A few minutes later, near a smorgasbord of loaded bongs, vaporizers, and pre-rolled joints, I ran into Hezekiah Allen, the chair of the Emerald Growers Association, Northern California’s marijuana trade group. He likened the best Emerald Triangle pot to “a $100 bottle of wine,” adding: “I really honestly think that there’s 1 percent of the flower that’s grown in California that is truly the best in the word.”

But beyond the social and environmental benefits, I wondered, what distinguishes the best Emerald Triangle pot?

“Terpenes,” Allen said knowingly. “Terpenes are a thing that one of our farmers should talk to you about.”
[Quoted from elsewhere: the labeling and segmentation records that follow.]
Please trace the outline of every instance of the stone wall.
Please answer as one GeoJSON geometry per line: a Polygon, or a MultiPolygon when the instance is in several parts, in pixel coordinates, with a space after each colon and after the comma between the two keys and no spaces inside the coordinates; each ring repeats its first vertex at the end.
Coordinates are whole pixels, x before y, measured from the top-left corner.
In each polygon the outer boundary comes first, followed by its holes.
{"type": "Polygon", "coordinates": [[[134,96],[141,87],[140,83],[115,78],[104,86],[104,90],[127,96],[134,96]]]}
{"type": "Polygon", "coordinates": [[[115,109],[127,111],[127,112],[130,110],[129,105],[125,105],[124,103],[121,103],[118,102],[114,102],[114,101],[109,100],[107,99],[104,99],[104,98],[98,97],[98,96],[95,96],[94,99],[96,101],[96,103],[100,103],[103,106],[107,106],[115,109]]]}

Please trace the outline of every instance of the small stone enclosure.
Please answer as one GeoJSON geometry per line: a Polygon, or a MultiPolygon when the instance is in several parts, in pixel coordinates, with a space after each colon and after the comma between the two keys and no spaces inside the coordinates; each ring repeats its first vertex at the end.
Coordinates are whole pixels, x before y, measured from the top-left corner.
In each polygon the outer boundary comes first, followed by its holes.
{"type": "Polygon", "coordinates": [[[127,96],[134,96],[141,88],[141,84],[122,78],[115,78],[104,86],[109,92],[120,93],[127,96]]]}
After I was introduced to O’Neil, I suggested we discuss them over bong hits.

“You are speaking our language for sure,” O’Neil said, his gravelly voice reflecting, I imagined, years of experience in such matters. He handed me a bong loaded with a strain called Strawberry OG, turned to a grower friend, and said: “He passed the bong-o-rometer.”

“If you are about the farmers, you will fucking do a bong load.”
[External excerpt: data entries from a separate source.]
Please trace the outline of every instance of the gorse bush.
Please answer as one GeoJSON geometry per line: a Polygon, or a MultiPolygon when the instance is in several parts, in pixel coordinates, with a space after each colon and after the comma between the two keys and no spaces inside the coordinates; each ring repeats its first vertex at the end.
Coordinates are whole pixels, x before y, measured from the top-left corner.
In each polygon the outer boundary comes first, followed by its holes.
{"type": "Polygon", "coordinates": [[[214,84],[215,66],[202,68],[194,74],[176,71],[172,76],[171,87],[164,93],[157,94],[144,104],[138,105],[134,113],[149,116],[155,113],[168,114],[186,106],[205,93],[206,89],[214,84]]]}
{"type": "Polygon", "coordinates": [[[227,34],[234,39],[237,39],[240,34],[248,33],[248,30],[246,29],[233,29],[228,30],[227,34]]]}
“We go to these events all the time and we are the only guys who ever sit on the balcony with a bong,” said the friend, whose farm, Aficionado Seeds, is located on a Mendocino County mountain they’ve nicknamed “Mordor,” for some reason. “If you are about the farmers, you will fucking do a bong load.”

Having partaken, we proceeded to discuss the finer points of marijuana terroir, climate-dependent stem thicknesses and resin levels, and how exposure to the full-spectrum of outdoor sunlight creates a “whole symphony of cannabinoids” in the plant. “It doesn’t have that edge to it,” someone said. “It just seems more balanced—like a warmer feeling, I have noticed.”

I was feeling pretty warm myself. And somehow, much later, I realized we’d totally forgotten to talk about the terpenes.